By default, a savepoint restore will try to match all state back to the restored job. If you restore from a savepoint that contains state for an operator that has been deleted, this will therefore fail.

You can allow non restored state by setting the --allowNonRestoredState (short: -n) with the run command:

$ bin/flink run -s :savepointPath -n [:runArgs]

What happens if I reorder stateful operators in my job?

If you assigned IDs to these operators, they will be restored as usual.

If you did not assign IDs, the auto generated IDs of the stateful operators will most likely change after the reordering. This would result in you not being able to restore from a previous savepoint.

What happens if I add or delete or reorder operators that have no state in my job?

If you assigned IDs to your stateful operators, the stateless operators will not influence the savepoint restore.

If you did not assign IDs, the auto generated IDs of the stateful operators will most likely change after the reordering. This would result in you not being able to restore from a previous savepoint.

What happens when I change the parallelism of my program when restoring?

If the savepoint was triggered with Flink >= 1.2.0 and using no deprecated state API like Checkpointed, you can simply restore the program from a savepoint and specify a new parallelism.

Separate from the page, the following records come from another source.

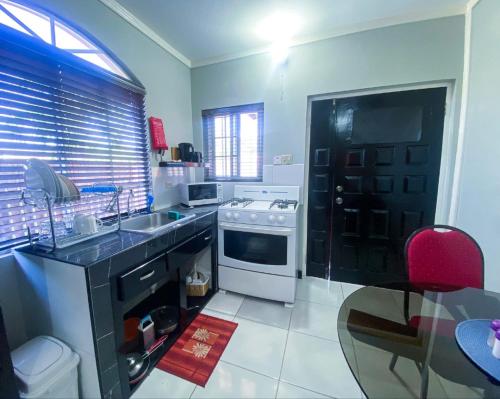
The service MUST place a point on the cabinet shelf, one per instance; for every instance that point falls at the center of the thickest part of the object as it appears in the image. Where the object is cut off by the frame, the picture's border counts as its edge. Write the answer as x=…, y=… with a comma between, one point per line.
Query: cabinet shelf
x=176, y=164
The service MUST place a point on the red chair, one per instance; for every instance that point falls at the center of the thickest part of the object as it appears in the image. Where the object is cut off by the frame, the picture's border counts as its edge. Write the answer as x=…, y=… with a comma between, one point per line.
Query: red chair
x=440, y=258
x=443, y=257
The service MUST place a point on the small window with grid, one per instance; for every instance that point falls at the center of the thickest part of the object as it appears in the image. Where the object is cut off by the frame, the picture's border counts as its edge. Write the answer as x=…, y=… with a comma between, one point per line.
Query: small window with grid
x=233, y=143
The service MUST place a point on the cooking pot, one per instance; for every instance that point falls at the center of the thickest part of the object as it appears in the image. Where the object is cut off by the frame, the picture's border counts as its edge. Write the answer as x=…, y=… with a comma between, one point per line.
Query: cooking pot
x=166, y=319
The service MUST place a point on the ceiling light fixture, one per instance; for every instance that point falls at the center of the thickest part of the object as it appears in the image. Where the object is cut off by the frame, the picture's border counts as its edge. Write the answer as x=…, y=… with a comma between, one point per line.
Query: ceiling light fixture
x=279, y=28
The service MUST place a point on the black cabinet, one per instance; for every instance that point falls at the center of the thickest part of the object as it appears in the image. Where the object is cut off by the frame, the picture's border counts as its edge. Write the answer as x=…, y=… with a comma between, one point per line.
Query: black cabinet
x=142, y=278
x=8, y=387
x=158, y=282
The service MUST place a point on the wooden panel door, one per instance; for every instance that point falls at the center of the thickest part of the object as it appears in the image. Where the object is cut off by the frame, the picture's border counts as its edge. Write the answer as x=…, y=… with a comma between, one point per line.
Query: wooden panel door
x=386, y=151
x=320, y=189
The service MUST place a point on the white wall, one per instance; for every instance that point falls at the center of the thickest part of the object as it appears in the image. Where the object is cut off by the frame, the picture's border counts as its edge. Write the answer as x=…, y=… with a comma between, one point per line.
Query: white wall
x=479, y=195
x=426, y=51
x=417, y=52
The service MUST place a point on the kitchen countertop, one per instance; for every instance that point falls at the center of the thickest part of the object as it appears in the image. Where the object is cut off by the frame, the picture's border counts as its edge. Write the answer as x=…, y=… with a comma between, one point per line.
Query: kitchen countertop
x=101, y=249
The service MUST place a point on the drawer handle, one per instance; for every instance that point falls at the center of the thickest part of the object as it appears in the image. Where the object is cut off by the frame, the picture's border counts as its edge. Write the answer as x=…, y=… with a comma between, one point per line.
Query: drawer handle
x=148, y=275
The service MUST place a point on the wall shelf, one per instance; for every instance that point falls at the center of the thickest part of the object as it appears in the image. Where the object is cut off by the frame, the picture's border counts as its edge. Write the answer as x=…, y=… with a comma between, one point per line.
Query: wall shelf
x=177, y=164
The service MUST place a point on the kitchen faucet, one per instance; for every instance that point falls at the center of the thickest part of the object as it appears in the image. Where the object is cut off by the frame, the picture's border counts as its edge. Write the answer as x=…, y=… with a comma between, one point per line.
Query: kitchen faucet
x=130, y=195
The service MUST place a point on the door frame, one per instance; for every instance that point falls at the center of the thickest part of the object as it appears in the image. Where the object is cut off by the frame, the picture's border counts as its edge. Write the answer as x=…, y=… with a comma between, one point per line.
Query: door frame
x=448, y=155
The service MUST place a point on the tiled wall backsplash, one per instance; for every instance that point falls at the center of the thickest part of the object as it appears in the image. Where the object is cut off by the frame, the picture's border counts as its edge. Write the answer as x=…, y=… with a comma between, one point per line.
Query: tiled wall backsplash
x=166, y=180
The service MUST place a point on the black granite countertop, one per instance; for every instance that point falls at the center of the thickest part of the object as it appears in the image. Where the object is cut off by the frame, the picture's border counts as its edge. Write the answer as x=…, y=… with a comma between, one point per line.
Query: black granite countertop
x=102, y=249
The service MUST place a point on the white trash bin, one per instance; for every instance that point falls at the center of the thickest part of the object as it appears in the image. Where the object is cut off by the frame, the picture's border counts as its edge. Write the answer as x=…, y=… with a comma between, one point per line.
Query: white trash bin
x=46, y=368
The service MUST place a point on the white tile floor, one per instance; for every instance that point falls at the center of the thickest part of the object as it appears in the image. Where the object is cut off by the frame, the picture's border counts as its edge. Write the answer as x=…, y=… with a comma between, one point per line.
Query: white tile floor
x=275, y=352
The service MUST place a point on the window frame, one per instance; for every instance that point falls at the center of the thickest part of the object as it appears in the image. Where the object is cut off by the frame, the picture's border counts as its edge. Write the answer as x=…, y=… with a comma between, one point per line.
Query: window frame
x=209, y=140
x=25, y=44
x=39, y=45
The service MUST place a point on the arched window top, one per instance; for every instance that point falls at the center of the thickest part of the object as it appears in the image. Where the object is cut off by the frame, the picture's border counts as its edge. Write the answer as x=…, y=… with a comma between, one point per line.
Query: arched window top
x=55, y=32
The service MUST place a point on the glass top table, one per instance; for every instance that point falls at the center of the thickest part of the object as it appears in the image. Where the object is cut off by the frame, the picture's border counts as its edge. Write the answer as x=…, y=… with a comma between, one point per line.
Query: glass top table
x=396, y=356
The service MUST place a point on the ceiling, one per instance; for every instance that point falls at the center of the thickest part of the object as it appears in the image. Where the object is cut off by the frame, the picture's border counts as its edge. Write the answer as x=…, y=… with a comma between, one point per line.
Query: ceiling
x=200, y=32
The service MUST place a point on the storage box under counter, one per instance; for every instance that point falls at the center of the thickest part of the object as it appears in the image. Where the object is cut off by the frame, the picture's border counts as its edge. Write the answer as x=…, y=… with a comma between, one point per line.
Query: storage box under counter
x=75, y=292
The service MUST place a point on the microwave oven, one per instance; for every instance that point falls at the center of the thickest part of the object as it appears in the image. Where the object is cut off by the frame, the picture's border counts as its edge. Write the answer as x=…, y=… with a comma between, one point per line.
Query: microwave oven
x=193, y=194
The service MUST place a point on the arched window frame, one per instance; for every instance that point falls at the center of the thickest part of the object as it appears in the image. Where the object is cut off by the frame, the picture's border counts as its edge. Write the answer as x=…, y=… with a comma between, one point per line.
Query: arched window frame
x=78, y=117
x=117, y=69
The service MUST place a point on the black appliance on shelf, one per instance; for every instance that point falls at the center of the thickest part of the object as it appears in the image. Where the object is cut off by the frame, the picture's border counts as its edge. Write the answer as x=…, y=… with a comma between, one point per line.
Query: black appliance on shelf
x=187, y=152
x=197, y=157
x=8, y=386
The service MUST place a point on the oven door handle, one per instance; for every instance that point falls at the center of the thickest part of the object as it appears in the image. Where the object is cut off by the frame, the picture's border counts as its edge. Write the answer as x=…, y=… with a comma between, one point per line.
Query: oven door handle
x=277, y=231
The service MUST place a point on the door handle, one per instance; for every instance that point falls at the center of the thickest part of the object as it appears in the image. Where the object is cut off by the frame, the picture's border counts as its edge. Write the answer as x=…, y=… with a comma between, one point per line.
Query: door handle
x=148, y=275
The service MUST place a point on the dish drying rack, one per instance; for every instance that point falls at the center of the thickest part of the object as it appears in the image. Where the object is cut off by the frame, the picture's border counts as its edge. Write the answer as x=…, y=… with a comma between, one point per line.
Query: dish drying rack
x=41, y=199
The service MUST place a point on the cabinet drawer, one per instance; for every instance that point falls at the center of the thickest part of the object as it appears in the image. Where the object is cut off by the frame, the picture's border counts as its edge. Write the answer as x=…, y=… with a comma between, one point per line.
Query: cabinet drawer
x=142, y=277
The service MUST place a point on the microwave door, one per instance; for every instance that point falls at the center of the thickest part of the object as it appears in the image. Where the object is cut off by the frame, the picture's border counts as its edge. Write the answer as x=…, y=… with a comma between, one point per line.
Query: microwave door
x=200, y=192
x=257, y=248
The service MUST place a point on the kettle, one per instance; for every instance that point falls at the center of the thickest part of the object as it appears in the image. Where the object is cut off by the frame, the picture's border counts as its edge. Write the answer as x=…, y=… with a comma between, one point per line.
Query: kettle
x=186, y=151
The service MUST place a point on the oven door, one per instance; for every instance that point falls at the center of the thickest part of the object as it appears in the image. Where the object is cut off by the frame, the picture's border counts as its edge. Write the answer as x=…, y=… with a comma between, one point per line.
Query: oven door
x=258, y=248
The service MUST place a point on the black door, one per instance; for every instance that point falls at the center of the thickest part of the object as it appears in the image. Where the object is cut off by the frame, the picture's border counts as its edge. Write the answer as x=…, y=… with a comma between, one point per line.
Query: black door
x=381, y=185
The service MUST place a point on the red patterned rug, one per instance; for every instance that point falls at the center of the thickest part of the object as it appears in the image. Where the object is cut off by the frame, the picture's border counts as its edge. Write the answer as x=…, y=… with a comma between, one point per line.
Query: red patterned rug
x=198, y=350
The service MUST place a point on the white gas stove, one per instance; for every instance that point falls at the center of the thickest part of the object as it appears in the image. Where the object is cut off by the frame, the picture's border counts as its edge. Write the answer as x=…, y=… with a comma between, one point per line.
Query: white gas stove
x=258, y=242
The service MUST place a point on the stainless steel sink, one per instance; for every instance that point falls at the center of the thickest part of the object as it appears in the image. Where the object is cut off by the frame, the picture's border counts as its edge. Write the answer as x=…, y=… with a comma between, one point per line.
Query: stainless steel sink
x=153, y=223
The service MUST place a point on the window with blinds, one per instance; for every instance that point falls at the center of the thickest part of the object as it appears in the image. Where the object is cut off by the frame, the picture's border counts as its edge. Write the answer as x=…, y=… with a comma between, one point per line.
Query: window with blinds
x=86, y=122
x=233, y=142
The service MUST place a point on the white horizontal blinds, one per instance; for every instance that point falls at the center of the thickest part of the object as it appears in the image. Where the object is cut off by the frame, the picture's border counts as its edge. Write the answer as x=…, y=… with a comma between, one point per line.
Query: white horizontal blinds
x=233, y=142
x=87, y=127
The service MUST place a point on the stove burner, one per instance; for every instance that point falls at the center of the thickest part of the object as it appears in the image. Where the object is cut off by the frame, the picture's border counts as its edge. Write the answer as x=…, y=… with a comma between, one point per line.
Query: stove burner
x=239, y=201
x=283, y=204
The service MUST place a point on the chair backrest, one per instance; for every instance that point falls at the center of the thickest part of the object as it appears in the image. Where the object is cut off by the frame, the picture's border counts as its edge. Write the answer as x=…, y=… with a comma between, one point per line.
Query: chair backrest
x=443, y=256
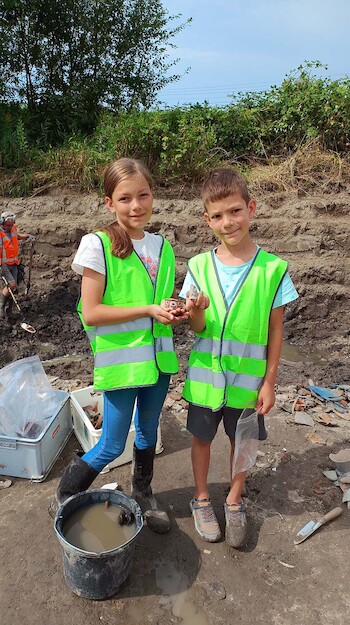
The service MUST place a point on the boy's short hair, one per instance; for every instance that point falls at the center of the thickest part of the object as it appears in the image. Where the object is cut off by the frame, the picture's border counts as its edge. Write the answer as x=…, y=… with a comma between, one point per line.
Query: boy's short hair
x=222, y=182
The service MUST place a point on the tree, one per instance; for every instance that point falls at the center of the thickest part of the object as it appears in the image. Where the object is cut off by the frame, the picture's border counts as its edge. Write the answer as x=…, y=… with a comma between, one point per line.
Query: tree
x=68, y=59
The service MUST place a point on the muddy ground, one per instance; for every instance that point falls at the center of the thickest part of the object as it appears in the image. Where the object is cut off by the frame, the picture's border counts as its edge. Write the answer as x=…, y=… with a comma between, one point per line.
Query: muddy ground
x=177, y=578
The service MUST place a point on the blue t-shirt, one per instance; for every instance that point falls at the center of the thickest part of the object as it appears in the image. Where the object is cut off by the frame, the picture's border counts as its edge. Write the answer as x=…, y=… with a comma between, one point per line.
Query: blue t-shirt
x=231, y=279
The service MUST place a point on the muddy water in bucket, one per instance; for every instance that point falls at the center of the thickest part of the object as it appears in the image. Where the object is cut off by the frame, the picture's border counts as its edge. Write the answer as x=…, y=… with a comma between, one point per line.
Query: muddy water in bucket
x=97, y=568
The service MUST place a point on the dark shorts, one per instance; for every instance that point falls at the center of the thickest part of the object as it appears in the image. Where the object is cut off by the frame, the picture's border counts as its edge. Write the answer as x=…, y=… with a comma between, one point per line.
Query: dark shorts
x=203, y=422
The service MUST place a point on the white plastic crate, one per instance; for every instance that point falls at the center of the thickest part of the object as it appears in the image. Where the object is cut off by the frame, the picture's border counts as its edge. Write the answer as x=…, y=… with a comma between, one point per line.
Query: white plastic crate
x=33, y=458
x=88, y=436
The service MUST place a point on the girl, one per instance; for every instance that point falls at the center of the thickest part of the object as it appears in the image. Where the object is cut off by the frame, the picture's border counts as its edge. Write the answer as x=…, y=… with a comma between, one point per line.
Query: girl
x=127, y=272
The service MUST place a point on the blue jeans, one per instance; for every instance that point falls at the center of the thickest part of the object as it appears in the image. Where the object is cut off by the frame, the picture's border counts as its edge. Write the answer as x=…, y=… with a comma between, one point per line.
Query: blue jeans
x=118, y=408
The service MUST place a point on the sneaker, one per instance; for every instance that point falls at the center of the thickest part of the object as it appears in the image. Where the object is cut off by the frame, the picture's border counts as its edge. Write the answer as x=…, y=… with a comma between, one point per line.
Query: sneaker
x=236, y=524
x=205, y=520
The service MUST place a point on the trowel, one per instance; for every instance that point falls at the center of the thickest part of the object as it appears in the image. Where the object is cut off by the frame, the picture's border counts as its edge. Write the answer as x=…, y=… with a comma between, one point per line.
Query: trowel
x=313, y=525
x=25, y=326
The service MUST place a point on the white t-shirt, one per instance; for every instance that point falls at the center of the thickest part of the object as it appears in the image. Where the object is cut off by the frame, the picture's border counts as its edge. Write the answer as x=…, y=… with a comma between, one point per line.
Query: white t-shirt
x=90, y=253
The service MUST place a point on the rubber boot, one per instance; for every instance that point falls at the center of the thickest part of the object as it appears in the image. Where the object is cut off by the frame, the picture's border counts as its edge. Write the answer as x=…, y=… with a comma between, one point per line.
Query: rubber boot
x=77, y=477
x=142, y=474
x=3, y=302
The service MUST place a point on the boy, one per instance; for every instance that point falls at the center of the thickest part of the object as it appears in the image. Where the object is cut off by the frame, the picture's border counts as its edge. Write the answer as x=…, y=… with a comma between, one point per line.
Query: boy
x=237, y=317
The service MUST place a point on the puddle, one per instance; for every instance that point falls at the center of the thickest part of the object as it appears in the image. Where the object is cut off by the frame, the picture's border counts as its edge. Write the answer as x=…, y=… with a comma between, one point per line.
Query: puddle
x=294, y=353
x=172, y=588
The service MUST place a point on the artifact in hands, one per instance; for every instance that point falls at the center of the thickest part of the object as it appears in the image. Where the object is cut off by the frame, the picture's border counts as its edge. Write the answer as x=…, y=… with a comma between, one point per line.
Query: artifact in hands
x=176, y=306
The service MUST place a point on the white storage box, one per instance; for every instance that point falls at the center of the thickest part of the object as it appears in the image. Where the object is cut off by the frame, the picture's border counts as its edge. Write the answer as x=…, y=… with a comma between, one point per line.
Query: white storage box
x=32, y=458
x=88, y=436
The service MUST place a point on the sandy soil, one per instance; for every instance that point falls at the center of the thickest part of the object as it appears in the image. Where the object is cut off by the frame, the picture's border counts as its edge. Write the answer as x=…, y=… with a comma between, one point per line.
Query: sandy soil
x=178, y=578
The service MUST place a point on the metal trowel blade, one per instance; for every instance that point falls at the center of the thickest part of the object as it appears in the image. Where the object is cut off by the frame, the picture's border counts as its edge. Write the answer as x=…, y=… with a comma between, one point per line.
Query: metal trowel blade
x=306, y=531
x=313, y=525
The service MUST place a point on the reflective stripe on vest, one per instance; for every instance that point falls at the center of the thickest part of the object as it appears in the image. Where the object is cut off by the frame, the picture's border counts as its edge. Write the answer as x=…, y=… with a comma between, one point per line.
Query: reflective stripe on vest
x=9, y=246
x=132, y=353
x=227, y=363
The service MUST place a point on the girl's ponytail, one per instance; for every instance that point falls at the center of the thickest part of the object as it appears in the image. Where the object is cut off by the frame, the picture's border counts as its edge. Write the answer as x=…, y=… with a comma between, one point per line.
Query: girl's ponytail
x=122, y=245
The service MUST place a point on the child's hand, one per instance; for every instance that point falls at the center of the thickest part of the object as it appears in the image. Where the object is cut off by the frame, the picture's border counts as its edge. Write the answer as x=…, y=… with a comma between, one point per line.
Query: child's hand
x=200, y=303
x=161, y=314
x=176, y=308
x=266, y=398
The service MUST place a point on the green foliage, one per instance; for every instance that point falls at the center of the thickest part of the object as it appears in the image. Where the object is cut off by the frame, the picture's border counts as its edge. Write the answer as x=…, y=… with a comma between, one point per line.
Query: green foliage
x=66, y=60
x=179, y=144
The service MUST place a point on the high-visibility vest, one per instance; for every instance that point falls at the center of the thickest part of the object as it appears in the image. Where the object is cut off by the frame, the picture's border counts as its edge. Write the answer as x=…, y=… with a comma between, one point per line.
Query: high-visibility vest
x=9, y=246
x=132, y=353
x=227, y=363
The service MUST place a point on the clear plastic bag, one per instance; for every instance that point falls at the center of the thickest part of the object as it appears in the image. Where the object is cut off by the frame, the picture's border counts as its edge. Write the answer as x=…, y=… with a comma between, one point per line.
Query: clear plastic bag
x=246, y=442
x=26, y=399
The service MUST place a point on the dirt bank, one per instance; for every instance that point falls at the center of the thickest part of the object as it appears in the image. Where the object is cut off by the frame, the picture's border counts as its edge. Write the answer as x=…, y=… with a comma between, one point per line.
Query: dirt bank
x=178, y=578
x=311, y=232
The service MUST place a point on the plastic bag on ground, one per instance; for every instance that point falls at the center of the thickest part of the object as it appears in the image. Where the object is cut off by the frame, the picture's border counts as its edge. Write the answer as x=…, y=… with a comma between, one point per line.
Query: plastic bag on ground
x=246, y=442
x=27, y=399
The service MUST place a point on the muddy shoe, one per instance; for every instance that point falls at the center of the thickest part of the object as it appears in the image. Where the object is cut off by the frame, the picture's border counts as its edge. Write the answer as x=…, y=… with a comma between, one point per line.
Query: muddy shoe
x=156, y=518
x=142, y=474
x=53, y=507
x=205, y=520
x=236, y=524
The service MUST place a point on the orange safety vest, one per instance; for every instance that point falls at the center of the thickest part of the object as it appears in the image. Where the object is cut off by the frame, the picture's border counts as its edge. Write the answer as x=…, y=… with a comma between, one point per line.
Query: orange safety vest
x=9, y=246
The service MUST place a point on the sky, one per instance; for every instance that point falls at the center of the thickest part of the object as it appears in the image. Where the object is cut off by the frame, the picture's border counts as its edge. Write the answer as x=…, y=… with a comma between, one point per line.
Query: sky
x=250, y=45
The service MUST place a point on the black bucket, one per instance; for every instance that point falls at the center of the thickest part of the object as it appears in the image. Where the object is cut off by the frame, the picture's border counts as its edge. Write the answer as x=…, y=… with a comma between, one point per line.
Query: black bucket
x=96, y=575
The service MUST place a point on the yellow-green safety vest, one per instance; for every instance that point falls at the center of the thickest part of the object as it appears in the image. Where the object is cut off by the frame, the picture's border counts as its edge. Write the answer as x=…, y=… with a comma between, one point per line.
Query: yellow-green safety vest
x=132, y=353
x=227, y=363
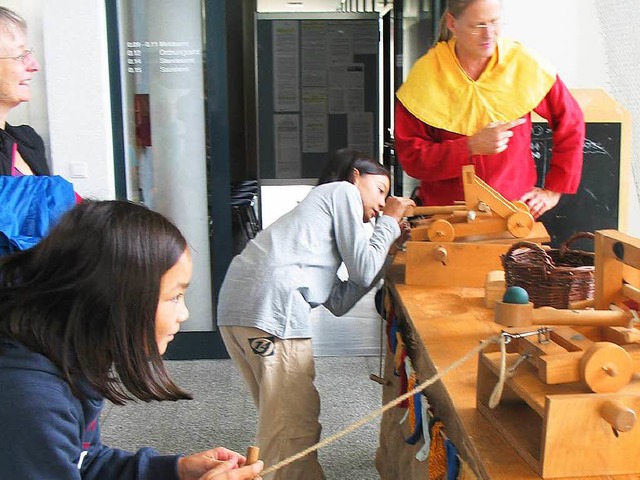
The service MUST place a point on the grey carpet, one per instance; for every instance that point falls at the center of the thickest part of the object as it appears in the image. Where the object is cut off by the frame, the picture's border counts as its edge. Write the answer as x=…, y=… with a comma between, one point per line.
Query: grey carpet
x=222, y=413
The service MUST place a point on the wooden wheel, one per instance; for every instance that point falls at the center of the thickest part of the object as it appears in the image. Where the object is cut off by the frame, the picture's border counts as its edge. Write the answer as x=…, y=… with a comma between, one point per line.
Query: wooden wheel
x=441, y=231
x=606, y=367
x=520, y=224
x=521, y=206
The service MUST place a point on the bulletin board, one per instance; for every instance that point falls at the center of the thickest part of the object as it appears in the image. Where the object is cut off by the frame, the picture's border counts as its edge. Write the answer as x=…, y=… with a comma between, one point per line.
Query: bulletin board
x=317, y=91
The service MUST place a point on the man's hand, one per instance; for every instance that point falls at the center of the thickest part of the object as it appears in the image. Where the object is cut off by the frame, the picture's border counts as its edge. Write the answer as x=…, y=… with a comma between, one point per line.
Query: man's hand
x=540, y=200
x=494, y=138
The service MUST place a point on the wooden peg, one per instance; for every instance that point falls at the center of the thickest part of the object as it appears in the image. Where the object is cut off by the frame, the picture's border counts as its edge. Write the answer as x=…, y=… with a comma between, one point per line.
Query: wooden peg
x=618, y=415
x=253, y=455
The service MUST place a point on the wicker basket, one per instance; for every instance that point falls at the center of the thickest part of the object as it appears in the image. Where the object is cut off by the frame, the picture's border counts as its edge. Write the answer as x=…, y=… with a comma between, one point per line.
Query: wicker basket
x=552, y=277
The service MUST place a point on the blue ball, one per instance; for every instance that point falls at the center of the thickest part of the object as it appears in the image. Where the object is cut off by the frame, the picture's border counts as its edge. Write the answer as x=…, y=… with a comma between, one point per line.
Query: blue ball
x=516, y=295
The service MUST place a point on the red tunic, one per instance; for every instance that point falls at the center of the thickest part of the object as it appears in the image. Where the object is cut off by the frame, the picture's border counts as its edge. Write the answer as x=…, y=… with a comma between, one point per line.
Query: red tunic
x=436, y=156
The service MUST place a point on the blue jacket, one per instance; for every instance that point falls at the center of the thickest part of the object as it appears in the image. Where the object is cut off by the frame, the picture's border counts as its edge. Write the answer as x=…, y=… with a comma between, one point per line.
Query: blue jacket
x=45, y=430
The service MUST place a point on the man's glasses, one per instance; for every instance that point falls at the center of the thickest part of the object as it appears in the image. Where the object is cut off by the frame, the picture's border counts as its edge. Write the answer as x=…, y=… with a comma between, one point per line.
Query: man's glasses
x=24, y=57
x=483, y=28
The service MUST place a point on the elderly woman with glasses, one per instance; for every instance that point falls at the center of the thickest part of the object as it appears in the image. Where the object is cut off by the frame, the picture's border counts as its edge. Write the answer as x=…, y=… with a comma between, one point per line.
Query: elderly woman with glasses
x=21, y=148
x=469, y=100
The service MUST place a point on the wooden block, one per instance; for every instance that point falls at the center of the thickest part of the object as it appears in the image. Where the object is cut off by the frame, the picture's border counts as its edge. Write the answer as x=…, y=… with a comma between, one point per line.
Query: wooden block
x=571, y=434
x=466, y=264
x=579, y=442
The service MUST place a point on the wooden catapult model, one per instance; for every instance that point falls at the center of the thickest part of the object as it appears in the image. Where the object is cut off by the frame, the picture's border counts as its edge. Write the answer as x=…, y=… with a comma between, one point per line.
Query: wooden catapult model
x=484, y=212
x=457, y=245
x=572, y=391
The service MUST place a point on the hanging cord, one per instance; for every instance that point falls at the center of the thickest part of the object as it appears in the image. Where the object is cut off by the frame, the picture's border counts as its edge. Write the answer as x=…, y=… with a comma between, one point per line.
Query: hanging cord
x=384, y=408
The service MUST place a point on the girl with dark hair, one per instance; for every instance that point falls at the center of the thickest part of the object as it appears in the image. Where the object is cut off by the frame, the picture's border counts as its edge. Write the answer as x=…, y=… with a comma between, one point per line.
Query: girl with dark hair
x=290, y=268
x=86, y=315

If you are resuming from a savepoint triggered with Flink < 1.2.0 or using now deprecated APIs you first have to migrate your job and savepoint to Flink >= 1.2.0 before being able to change the parallelism. See the upgrading jobs and Flink versions guide.

Can I move the Savepoint files on stable storage?

The quick answer to this question is currently “no” because the meta data file references the files on stable storage as absolute paths for technical reasons. The longer answer is: if you MUST move the files for some reason there are two potential approaches as workaround. First, simpler but potentially more dangerous, you can use an editor to find the old path in the meta data file and replace them with the new path. Second, you can use the class SavepointV2Serializer as starting point to programmatically read, manipulate, and rewrite the meta data file with the new paths.